Avec l'été 2026 en ligne de mire, nombreux sont les Belges qui envisagent de rallier la Côte d'Azur au volant de leur véhicule électrique. Bonne nouvelle : sur un trajet comme Paris-Nice, le bilan financier est nettement plus favorable qu'avec un thermique. Voici un décryptage chiffré, conçu pour les conducteurs partant depuis la Belgique.

933 km, 3 recharges : ce que le trajet implique vraiment

Paris-Nice via l'A6 et l'A8, c'est 933 kilomètres de route. Pour un véhicule électrique disposant d'une batterie de 60 kWh et d'une autonomie réelle de 270 km sur autoroute — consommation de 20 kWh/100 km — le trajet nécessite trois arrêts de recharge d'environ 30 minutes chacun, sur des bornes de 100 kW. En pratique, cela représente 1h30 de charge répartie sur l'ensemble du trajet, soit une pause toutes les 270 km : un rythme qui correspond à peu près à celui d'un conducteur thermique s'arrêtant pour déjeuner ou faire le plein.

Le coût énergétique estimé pour ces recharges publiques s'élève à 62 euros, sur la base d'un tarif moyen de 0,33 €/kWh. Ajoutez-y 60 euros de péages — légèrement en hausse depuis la revalorisation de +0,9 % entrée en vigueur le 1er février 2026 — et vous obtenez un budget total d'environ 122 euros pour l'aller. À titre de comparaison, un véhicule essence consommant 7 L/100 km dépenserait selon les estimations entre 130 et 160 euros de carburant pour le même trajet, sans compter des péages identiques.

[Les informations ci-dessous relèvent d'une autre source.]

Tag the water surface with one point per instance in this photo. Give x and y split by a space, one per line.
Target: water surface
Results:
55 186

Réduire la facture : abonnements et badges malins

Le poste recharge peut encore être allégé. Les abonnements comme Chargemap Pass ou Move In Blue offrent des réductions de 10 à 25 % sur les bornes publiques partenaires en France. Sur un budget recharge de 62 €, cela peut représenter entre 6 et 15 euros d'économies — non négligeable sur un aller-retour. Pensez à souscrire avant le départ : l'activation peut prendre quelques jours.

Côté péages, les détenteurs d'un badge Liber-t bénéficient de 30 % de réduction sur certains ouvrages. Ce badge, utilisable depuis la Belgique sur le réseau autoroutier français, peut générer une économie sensible dès lors que les péages représentent 60 € à l'aller. Combiner badge télépéage et abonnement recharge, c'est potentiellement économiser 20 à 25 euros sur un aller simple.

Belgique : ce que ça change pour votre passage à l'électrique

Pour un conducteur belge, ce type de trajet illustre parfaitement l'intérêt concret du véhicule électrique — mais l'équation devient encore plus favorable grâce au contexte fiscal et aux aides locales.

  • Déductibilité fiscale à 100 % pour les véhicules zéro émission achetés jusqu'en 2027 : un levier majeur pour les indépendants et dirigeants qui utilisent leur véhicule à titre professionnel.
  • Avantage ATN fortement réduit pour les voitures de société électriques : la charge fiscale mensuelle reste nettement inférieure à celle d'un véhicule thermique équivalent.
  • Prime PIVERT en Wallonie : jusqu'à 4 500 € pour l'achat d'un véhicule électrique neuf, sous conditions de revenus.
  • Prime régionale à Bruxelles : jusqu'à 4 000 € pour l'acquisition d'un électrique neuf.
  • Prime Ecoscore en Flandre : progressive selon le niveau d'émissions du véhicule.

À ces aides s'ajoute une pression réglementaire croissante : les LEZ (Low Emission Zones) de Bruxelles, Anvers et Gand vont s'étendre, rendant les véhicules thermiques de plus en plus contraints en milieu urbain. Et dès 2030, les entreprises auront l'obligation d'équiper leurs parkings d'infrastructures de recharge. Autrement dit, le mouvement est irréversible — et anticiper reste la meilleure stratégie.

Notre conseil actionnable pour les lecteurs belges

Vous partez sur la Côte d'Azur cet été ? Planifiez vos arrêts de recharge à l'avance via une application comme ABRP (A Better Route Planner) ou Chargemap, en filtrant les bornes 100 kW ou plus. Souscrivez un abonnement recharge franco-belge avant le départ, activez votre badge Liber-t et, si vous êtes encore en phase d'achat, renseignez-vous auprès de votre région sur les primes disponibles : à Bruxelles ou en Wallonie, plusieurs milliers d'euros d'aide restent accessibles en 2026. Sur le long terme, le TCO d'un véhicule électrique en Belgique — entre avantages fiscaux, coût énergétique réduit et entretien allégé — plaide très clairement en faveur du passage à la mobilité zéro émission.